偉そうなこと言ってすいません。管理人さんに迷惑かけない投稿者を目指したいので(笑)、皆さんご協力お願いします。 TR

と、いうことで

Q 佐藤君とTRさんは何県の人ですか?

A それは、秘密です(笑)関東の東京ではないどこかです。

Q 今まで自分の家で霊をみたことがないのですが、そんな家でもこの先現れることはあるのでしょうか?

A ありますよ。とり憑かれてたり、そこまでいかなくても一緒に家まで連れてきちゃったり。その辺にいるのがヒョッコリ入ってくるってことは多分ないけど。まあ、家に現れて何するってこともないと思いますけどね。

Q 水場に集まりやすい、鏡や自分が写り込む場所、怖い話をしているところにも寄ってくると聞きますが、どうなんでしょう?

A これ、コメントで誰か解説してくれてますね(笑)その通りだと思います。家の中の水場は、水場とは言わないすよ。池、沼、湖、川、海なんかのこと。流れがあるとこより、流れのない溜まった場所の方が集まってるかな?鏡は色々と言われますけどね、俺的にはあんまり気にしないで大丈夫だと思います。

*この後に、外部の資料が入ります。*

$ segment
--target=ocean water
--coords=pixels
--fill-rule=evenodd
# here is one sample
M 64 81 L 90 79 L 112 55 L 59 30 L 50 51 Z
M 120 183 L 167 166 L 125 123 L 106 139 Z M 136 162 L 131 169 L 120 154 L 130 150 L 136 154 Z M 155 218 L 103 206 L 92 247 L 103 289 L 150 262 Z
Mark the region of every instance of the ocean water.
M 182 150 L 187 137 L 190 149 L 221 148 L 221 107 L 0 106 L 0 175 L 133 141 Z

Q 怖い話をしたり、ネットを見ていると本当におかしな者を引き寄せるのでしょうか?盛り塩などは、定期的に新しい物に変えるべきなのでしょうか?

A 幽霊には、言葉は有効ですよ。だから、怖い話には寄ってくるかも。誰かコメントで恐怖心に寄ってくるって言ってたけど、言葉に出してるのが寄せる気がします。だから、ネット見てても寄ってくるとは思えないんだけど、ネットなんか集中して見てるから、感性が鋭くなって普段見えないモノが見えてるのかも(笑)
盛り塩なんだけど、塩って意味ない(笑)みんな何か勘違いしてる。清めるならお酒と米です。塩ふって逃げる幽霊いないすよ。多分、昔何かで間違って伝わったんじゃないかと思います。本当に効くのは、祈ってもらったお酒を撒くのが一番いい。盛るのは、塩じゃなくて米。葬式帰りに塩ふるのも、相撲で塩撒くのも、店先に盛り塩するのも、幽霊とは関係ない違う意味があります…多分(笑)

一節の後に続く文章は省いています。